Another thing that upset me was my failure to learn from my own game #5 loss. Once again, I under-performed because I forgot to have fun. I clenched and tried to force myself instead of relaxing and letting it happen. Call it "Zen and the Art of Jeopardy."

I believe the real competition is always with some aspect of ourselves. The way the tournament is structured, it was possible for all three of us to advance to the next round. Ben and Brian are both awesome players, and the boards weren't particularly well tailored to me, but I was still capable of holding my own, and it's my own fault I didn't. Ben and Brian didn't defeat me; I defeated myself, and that was the hardest part to accept. I also don't think they took any pleasure in my self-immolation; they are each the type of contestant who would have preferred a real game, and certainly the viewing audience would rather have seen one. I feel like I let a lot of people down that day, and it's not indicative of my true capabilities. It was a once-in-a-lifetime opportunity, and I wasn't able to capitalize on it.

Fortunately, I?ve been bouncing back in the past six weeks, and I'm finding I've come out of it a winner in ways that I hadn't imagined. There is the five grand, of course --- always good to have that. Even better than that was meeting such terrific people, with qualities that go beyond mere brains and speed. I'm still in touch with many of them and I hope to see everyone again someday, under less pressured circumstances.

Our biggest news stems from a realization I had a few days after the TOC: The things you fantasize about doing if you win a bunch of money are the things you should be doing. We'd talked about moving back to Hawaii if I did well, and after the tournament, we realized we don?t need $250,000 to do that. So we decided to go back, and at first we thought we'd stick it out here for another year to set ourselves up for the move. Then during an Easter vacation in San Francisco, we both realized that life is way too short for marking time. So, we're going back to Hawaii this August. The way things turned out, my husband resigned from his job today --- my air date. I guess there's some poetic symmetry in that.

(Come to think of it, I?m not sure which made me look less intelligent --- the way I performed at the tournament, or the fact that I would move from Hawaii to Nevada in the first place. You gotta wonder.)
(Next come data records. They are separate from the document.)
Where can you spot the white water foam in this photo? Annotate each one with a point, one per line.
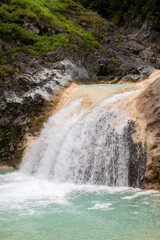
(82, 146)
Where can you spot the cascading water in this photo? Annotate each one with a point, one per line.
(83, 144)
(58, 194)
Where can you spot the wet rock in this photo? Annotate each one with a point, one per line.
(148, 104)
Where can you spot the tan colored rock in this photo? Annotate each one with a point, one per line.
(148, 105)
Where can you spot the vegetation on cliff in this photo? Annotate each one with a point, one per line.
(39, 26)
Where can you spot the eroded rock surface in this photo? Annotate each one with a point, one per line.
(148, 104)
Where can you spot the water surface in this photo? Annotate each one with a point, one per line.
(37, 209)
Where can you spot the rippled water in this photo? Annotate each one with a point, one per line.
(36, 209)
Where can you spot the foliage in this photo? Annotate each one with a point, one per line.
(52, 14)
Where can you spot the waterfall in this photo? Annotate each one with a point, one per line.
(84, 144)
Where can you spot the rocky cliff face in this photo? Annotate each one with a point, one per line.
(148, 104)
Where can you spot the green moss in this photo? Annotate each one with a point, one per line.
(52, 13)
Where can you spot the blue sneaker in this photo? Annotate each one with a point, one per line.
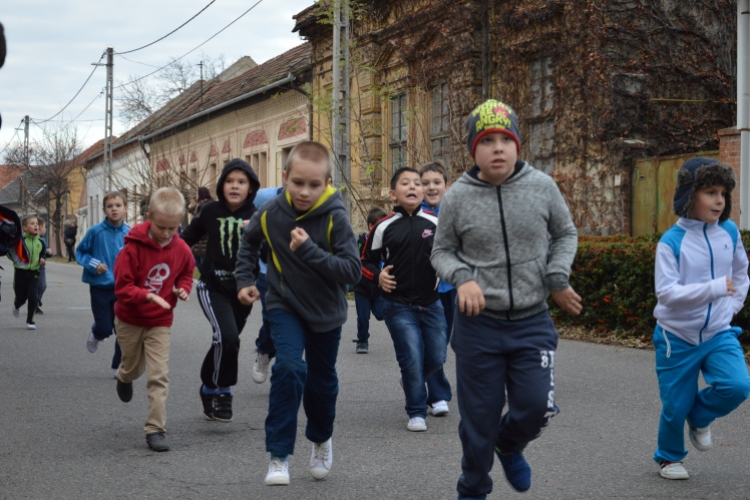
(517, 470)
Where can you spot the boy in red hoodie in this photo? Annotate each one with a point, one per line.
(152, 271)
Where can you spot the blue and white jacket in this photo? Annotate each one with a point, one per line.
(101, 244)
(693, 261)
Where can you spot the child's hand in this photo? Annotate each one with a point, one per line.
(152, 297)
(181, 294)
(386, 280)
(248, 295)
(470, 298)
(568, 299)
(299, 236)
(731, 290)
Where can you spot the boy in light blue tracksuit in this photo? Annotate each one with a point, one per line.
(97, 253)
(701, 283)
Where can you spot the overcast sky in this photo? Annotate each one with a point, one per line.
(52, 43)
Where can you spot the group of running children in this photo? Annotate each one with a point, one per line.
(504, 243)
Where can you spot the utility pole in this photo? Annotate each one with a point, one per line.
(341, 98)
(108, 116)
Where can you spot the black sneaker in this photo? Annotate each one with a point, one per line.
(223, 408)
(157, 442)
(208, 404)
(124, 391)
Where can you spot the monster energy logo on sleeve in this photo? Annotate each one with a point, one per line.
(228, 227)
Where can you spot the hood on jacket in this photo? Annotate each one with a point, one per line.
(238, 164)
(139, 234)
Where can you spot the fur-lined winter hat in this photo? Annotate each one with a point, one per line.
(698, 173)
(489, 117)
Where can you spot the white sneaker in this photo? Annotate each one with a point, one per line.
(260, 368)
(278, 473)
(672, 470)
(416, 424)
(440, 408)
(92, 344)
(321, 459)
(701, 438)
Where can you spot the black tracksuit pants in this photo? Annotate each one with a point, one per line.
(26, 287)
(227, 317)
(493, 355)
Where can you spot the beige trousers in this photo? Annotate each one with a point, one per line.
(144, 348)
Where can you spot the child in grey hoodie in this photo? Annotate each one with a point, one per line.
(312, 260)
(506, 242)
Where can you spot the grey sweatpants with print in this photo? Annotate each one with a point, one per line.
(493, 355)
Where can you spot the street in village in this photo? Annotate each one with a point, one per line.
(64, 433)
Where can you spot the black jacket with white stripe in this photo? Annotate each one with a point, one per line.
(404, 240)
Oh, yeah, and yesterday I braced for tonight's show by buying myself a new car. No, not a Jag, but it will do--it's an electric-blue PT Cruiser. I consider it a kind of a present to myself for going through this whole experience; I didn't win a car, but I earned one. (Plus, I did get to ride in Ben's Jag the next day, so I didn't miss out on the experience entirely.)

More life changes are sure to follow from this experience; this story is still unfolding. No, it '?s not the story I would have chosen --- but I have a feeling in the long run, it might end up pretty interesting anyway. Only one person can win the big prize, but I don't think any of us came out of there as total losers. Nope, not even me.

And hey, maybe since I can't play Jeopardy anymore, we can finally have peace on earth.



1. Martha Stewart told me it would look tasteful if the color of my dollar total matched my sweater.

2. In my previous life, I was Napoleon Bonaparte. (Beware of that karma thing.)

3. My second grade Sunday School teacher told me that girls should always let boys win, so that the boys will not be intimidated. I thought this was excellent advice.

4. See, I was planning this dramatic comeback in Triple Jeopardy ...

5. Buzzer? What buzzer? I've been politely waiting all this time for that guy Alex up there to call on me!

6. I sought to achieve spiritual enlightenment by identifying with the downtrodden and oppressed.

7. But I enjoy public humiliation! Whip me! Whip me!

8. I was testing my friends to see if they love me for who I am, or if they were just hoping I'd pick up all the restaurant tabs for the next ten years.

9. I figured Ben and Brian would need a lot of money to pay for the maintenance on their Jaguars, and I wanted to be nice to them.

10. I was distracted because Ben wasn't wearing any pants.